Rate Your Doctor

These days, you can rate and review everything from televisions to hotels to contractors online. Now, a growing number of web sites promises to give doctors a personalized checkup.

Monday, November 24th 2008, 1:25 am

By: News 9


By Kirsten McIntyre, NEWS 9

These days, you can rate and review everything from televisions to hotels to contractors online. Now, a growing number of web sites promises to give doctors a personalized checkup.

But some doctors are not convinced the process helps, and they worry it may hurt physicians.

When Nancy Foreman needs a doctor, she does her homework by looking up their qualifications and interviewing them on the phone. But now, before she hits the waiting room, she also logs on to a "rating room."

On a growing number of sites like Ratemds.com, Nursesrecommenddoctors.com and DrScore.com, patients can rant, rave, and review their doctors, anonymously.

"I liked the fact that I could see how other people rated some of the doctors that I had had, and to see that they had agreed with me or not agreed with me." Foreman said.

Many sites also give you access to medical board information, specialties and education. John Swapceinski is the creator of Ratemds.com, which receives over 500 thousand hits a month. The creator believes that scoring sites can offer constructive feedback to doctors and are an empowering tool for patients.

"People want to know what they're buying ahead of time," Swapceinski said. "It can give you a lot of insight into whether you think this would be a doctor who would meet your needs or not."

Patients rate things like bedside manner, wait time and accuracy of diagnosis based on a scale. Some also let you write a more personalized evaluation.

But many doctors believe it can be unfair and misleading. Dr. Nancy Nielsen, the American Medical Association President, said consumers have no idea who's writing the reviews.

"Simply because you don't know whether that person is even a patient of the doctor they're rating," Nielsen said.

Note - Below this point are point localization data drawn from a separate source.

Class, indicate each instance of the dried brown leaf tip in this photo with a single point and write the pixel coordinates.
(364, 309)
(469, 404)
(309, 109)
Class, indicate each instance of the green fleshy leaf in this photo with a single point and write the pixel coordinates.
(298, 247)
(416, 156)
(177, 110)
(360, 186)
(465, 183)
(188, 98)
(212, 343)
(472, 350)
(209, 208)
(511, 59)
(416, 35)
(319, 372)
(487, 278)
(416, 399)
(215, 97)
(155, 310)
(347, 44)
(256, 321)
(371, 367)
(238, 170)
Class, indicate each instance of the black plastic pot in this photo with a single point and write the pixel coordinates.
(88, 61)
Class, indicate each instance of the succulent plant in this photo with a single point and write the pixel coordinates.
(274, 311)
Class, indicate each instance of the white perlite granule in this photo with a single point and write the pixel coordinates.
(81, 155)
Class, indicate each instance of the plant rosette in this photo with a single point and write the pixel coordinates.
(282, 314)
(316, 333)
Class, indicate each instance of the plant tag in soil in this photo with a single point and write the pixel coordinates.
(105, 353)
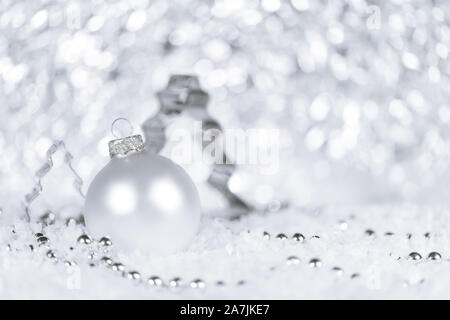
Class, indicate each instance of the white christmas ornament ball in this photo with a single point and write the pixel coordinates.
(144, 202)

The three Web sites said they have all received calls from angry doctors and lawyers demanding that certain postings be removed. Rebecca Jeschke with the Electronic Frontier Foundation said posting anonymously is one of your first amendment rights.

"However, if you do defame someone or, you know, say something untrue and harmful on a Web site, your identity could be revealed through the legal process," Jeschke warned.

Swapceinski said he has never been forced to take a claim down. He stresses the site is not meant to bash physicians.

"Of all the feedback on the site, about 70 percent of it is positive and only 30 percent is negative." Swapceinski said.